To be serious about the ways of Jesus, if principles and values like those in Jesus Takes a Side were to be planks in a political movement, it would necessarily be a wildly alternative social ethic, different from conventional politicians from any typical political spectrum. Which is to say, when some of us argue for a “third way” in does not intend to conjure a view that is merely moderate and middle (even though it seems to me that one of the civic principles of the way of Jesus would be to find common ground and be civil and kind, seeking understanding; as Gandhi used to say, I don’t want to defeat my enemy, but I want to make him my friend.)
Rashid and this vibrant new book pushes back against lingo of “third way” (even calling it a “lie” in one chapter) and I appreciate it insofar as he is pushing back against a milquetoast, moderate sort of mediocre witness that mostly doesn’t want to upset the apple cart. The view that is so impeccable in seeing all sides that it ends up not taking any stands, that is so abstract that it misses the forest for the trees. His warning about such high-minded abstraction in policy debates is vital, and comes, clearly, from a guy who is situated among those in the ruins. That helps.

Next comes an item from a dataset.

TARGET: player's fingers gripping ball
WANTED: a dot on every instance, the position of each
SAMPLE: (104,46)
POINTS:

Yet, if we take seriously the plea of this remarkable new book about “embracing the political demands of the gospel” it will look very different from anything we’ve seen in US political history; it will not be centrist, but will consistently stand graciously with the oppressed and hurting, making it a new way. It will be like Shane Claiborne’s Jesus for President, perhaps — I think Jonny would be glad for the connection to that book. No one should advocate some boring centrist space driven by fear of offending anyone. I am often haunted by Nelson Mandela’s line “I do not want my chains made more bearable, I want them removed!” Yes!
Maybe we should find something different to call such a movement, avoiding the “third way” lingo; fine. But if our rootedness is in Jesus, primarily, then we are not fundamentally loyal to ideologies of the right or the left and we are not ultimately loyal to red or blue parties. As black preacher Tony Evans once said, when Jesus comes back, he won’t be riding an elephant or a donkey. Right? And so, read Jonny Rashid and know deeply that Jesus takes sides. We simply must “embrace the political demands of the gospel” starting, at least, in our own congregations, learning to be allies and advocates for communities who have been marginalized. Circle of Hope has done this and their pastor has learned much to help us in this journey. Highly recommended.